Depending on the metric used for the ranking, genes will be ordered from the most up-regulated to the most down-regulated (if the test statistic is used for instance) or by the most significantly DE (no matter if they are up or down-regulated) to genes not differentially expressed.
Step 2: Check where the genes of a specific geneset appear
For a given gene set (a GO-term for example), The idea is to check if these genes tend to appear toward the top or bottom of the ranked list, rather than being randomly scattered.

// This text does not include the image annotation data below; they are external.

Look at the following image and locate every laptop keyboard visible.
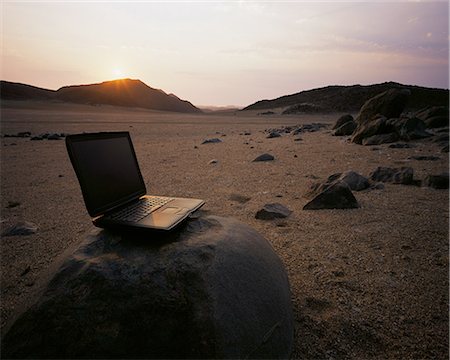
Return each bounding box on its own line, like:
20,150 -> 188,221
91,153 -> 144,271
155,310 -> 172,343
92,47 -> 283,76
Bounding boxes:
107,196 -> 173,222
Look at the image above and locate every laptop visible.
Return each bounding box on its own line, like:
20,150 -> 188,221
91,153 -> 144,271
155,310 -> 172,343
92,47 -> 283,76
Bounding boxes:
66,131 -> 205,230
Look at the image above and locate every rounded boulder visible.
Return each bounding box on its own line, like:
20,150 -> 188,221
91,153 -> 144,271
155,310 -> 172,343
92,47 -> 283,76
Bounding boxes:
2,216 -> 293,359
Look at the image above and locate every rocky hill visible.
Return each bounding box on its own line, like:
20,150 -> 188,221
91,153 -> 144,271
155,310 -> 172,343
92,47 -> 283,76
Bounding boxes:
0,79 -> 201,113
242,82 -> 449,114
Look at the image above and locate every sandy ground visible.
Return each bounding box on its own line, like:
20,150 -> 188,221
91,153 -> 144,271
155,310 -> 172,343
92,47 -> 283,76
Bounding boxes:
0,103 -> 449,359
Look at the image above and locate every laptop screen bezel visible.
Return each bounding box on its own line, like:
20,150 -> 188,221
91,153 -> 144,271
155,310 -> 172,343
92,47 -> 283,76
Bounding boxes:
66,131 -> 147,217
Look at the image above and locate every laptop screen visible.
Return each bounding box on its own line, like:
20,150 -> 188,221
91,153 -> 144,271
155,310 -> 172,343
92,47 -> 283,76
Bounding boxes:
66,132 -> 146,216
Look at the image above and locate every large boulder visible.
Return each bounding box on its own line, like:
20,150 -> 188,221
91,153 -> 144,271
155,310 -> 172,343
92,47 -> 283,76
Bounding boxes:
303,181 -> 359,210
331,114 -> 354,130
333,120 -> 357,136
355,89 -> 411,125
415,106 -> 449,128
2,216 -> 293,359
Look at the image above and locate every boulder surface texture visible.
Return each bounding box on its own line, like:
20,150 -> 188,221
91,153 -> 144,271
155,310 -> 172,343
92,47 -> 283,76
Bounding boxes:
2,216 -> 293,359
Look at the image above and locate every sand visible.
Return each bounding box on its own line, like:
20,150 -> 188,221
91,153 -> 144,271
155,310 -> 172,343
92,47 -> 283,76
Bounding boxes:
1,102 -> 448,359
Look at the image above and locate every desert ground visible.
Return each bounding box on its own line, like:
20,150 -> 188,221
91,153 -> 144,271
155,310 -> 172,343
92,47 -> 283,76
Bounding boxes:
0,102 -> 449,359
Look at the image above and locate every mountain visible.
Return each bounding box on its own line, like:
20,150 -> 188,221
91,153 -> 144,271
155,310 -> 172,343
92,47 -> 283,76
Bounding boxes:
0,79 -> 201,113
242,82 -> 449,113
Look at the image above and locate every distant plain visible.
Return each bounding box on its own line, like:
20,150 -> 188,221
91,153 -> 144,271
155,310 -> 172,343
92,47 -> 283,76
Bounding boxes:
1,101 -> 449,359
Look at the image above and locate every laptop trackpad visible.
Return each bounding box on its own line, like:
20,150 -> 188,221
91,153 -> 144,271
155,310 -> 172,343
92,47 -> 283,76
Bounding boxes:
161,207 -> 180,214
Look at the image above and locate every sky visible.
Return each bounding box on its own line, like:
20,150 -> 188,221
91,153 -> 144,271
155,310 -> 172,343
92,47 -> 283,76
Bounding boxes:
0,0 -> 450,106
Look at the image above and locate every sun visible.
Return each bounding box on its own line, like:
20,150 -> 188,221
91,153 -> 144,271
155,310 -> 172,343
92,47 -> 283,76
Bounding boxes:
113,68 -> 125,79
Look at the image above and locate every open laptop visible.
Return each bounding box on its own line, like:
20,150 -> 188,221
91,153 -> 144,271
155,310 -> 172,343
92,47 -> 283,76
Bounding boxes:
66,132 -> 205,230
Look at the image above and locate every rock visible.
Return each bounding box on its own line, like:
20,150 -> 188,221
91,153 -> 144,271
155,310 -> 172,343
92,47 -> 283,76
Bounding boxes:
355,89 -> 411,125
202,138 -> 222,144
408,155 -> 440,161
266,131 -> 281,139
433,133 -> 449,143
362,133 -> 398,146
255,203 -> 292,220
415,106 -> 449,128
331,114 -> 354,130
370,167 -> 414,185
352,116 -> 391,144
389,143 -> 416,149
253,153 -> 275,162
422,173 -> 449,189
303,181 -> 359,210
30,135 -> 44,141
337,170 -> 370,191
394,117 -> 431,141
47,133 -> 62,140
333,120 -> 357,136
281,103 -> 324,115
6,201 -> 20,209
2,221 -> 38,236
1,216 -> 293,359
228,194 -> 252,204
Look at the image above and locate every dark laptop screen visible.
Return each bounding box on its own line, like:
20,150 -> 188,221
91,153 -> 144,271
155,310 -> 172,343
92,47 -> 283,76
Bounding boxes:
67,132 -> 145,216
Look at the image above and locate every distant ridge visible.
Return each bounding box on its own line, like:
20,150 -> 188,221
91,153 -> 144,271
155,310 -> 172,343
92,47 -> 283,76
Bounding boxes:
242,82 -> 449,112
0,79 -> 201,113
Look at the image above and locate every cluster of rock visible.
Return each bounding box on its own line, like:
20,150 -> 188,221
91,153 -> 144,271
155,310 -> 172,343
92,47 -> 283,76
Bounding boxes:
303,167 -> 449,210
264,123 -> 328,139
333,89 -> 449,151
3,131 -> 67,140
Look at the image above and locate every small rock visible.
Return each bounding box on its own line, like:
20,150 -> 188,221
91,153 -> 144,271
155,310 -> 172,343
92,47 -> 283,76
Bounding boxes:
333,120 -> 357,136
2,221 -> 38,236
6,201 -> 20,209
20,266 -> 31,276
362,133 -> 398,146
408,155 -> 440,161
423,173 -> 449,189
255,203 -> 292,220
303,182 -> 359,210
202,138 -> 222,144
389,143 -> 416,149
266,131 -> 281,139
47,133 -> 62,140
370,167 -> 414,185
228,194 -> 251,204
253,153 -> 275,162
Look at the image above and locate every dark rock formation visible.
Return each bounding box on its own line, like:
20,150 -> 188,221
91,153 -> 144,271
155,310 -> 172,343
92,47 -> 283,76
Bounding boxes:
333,120 -> 357,136
255,203 -> 292,220
355,89 -> 411,125
303,181 -> 359,210
2,221 -> 38,236
370,167 -> 415,185
422,173 -> 449,189
408,155 -> 440,161
362,133 -> 398,146
1,216 -> 293,359
305,170 -> 370,199
266,131 -> 281,139
253,153 -> 275,162
415,106 -> 449,128
202,138 -> 222,144
331,114 -> 354,130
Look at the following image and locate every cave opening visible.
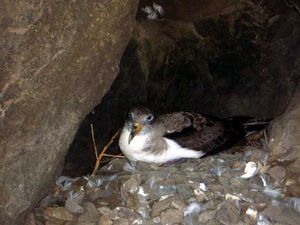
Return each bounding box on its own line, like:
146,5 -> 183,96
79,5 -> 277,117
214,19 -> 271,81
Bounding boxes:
63,1 -> 298,176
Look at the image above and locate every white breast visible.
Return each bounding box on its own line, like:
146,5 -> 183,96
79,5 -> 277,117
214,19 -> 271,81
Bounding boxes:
119,127 -> 204,163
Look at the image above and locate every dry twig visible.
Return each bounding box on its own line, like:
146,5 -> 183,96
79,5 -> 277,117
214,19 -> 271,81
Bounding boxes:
91,124 -> 120,176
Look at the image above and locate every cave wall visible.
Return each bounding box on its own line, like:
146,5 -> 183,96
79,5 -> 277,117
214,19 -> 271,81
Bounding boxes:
64,0 -> 300,175
0,0 -> 138,225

Step 3: Compute an Enrichment Score (ES)
The algorithm walks down the ranked list, increasing a running-sum statistic when it encounters a gene from the set, and decreasing it otherwise.
The positive score is defined by \(\frac{n_{genes} - n_{genes~in~set}}{n_{genes~in~set}}\), and the decreasing score by -1, so that the sum of all genes in the set and those not in the set becomes zero.
The maximum deviation from zero is the Enrichment Score (ES), reflecting how strongly the gene set is enriched at either end of the ranking.

Step 4: Assess significance by permutation
To evaluate whether the observed ES is greater than expected by chance, GSEA performs permutations (of either gene labels or sample labels). This generates a null distribution to compute a p-value.
An Enrichment score is recomputed for each permutation. The p-value is given by the proportion of permutations where the permuted ES is at least as extreme as the observed ES:
\[p = \frac{\#\{ ES_{\text{permuted}} \ge ES_{\text{observed}} \}}{\text{total number of permutations}}\]
Running a GSEA with clusterProfiler package
Here, we will re-use the clusterProfiler package to run a GSEA this time, using GO terms from the Biological Process.
R
# Ranking our DE results by the statistic value used in DESeq2
geneList <- res_tbl$stat
names(geneList)<- res_tbl$gene
geneList <- geneList[order(geneList, decreasing = TRUE)]
set.seed(1)
GSEA_res <- GSEA(geneList,
seed = TRUE,
TERM2GENE = GO_BP,
verbose = FALSE,
by = "fgsea",
pvalueCutoff = 1,
pAdjustMethod = "BH",
eps = 0)
GSEA_res_tbl <- as_tibble(GSEA_res) %>% filter(p.adjust < 0.05)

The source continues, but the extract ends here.